The second test case applies the exploit twice. The first step results in 2703 (as above), but the value is now odd; as such, the second step subtracts 15 (brining it to 2688) and then doubles the value to 5376.

The third test case uses the exploit three more times. Since the value after two is even, 99 is subtracted (putting it at 5277) and the value is tripled to 15,831. Next 15 is subtracted (15816) and the value is doubled (31632). Finally 99 us subtracted again (31533) and the value is tripled to 94599.

Example 1

Sample Input

5

1 5

10 5

100 5

1000 5

10000 5

Sample Output

994624

987679

997399

94599

66599

Explanation

Five test cases. The first one is described below.
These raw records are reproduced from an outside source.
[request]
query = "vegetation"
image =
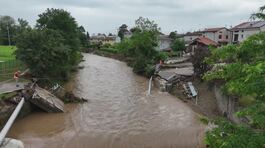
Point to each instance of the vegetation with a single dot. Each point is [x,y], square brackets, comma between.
[242,72]
[260,14]
[141,47]
[52,48]
[173,35]
[7,53]
[122,30]
[178,45]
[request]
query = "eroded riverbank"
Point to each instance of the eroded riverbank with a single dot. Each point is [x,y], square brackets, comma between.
[118,114]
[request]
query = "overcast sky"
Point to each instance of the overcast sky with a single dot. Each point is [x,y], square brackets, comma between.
[103,16]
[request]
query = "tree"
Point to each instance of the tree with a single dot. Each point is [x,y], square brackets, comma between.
[260,14]
[82,36]
[62,21]
[122,30]
[144,24]
[178,45]
[242,73]
[173,35]
[141,47]
[23,25]
[7,26]
[44,53]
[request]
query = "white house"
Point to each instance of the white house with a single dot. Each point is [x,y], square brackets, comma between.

1 is odd, so we subtract 15, which results in -14 and loops around to 999,986, but then we multiply by two giving us 1,999,972 and loops back to 999,972.

999,972 is even, so we subtract 99 (getting 999,873) and multiply by 3 (getting 2,999,619, looping back to 999,619).

999,619 is odd, so we subtract 15 (999,604) and multiply by 2 (1999208 looping to 999208).

999208 is even, so we subtract 99 (999,109) and multiply by 3 (2997327 looping to 997327).

997327 is odd, so we subtract 15 (997,312) and multiply by 2 (1994624 looping to 994624).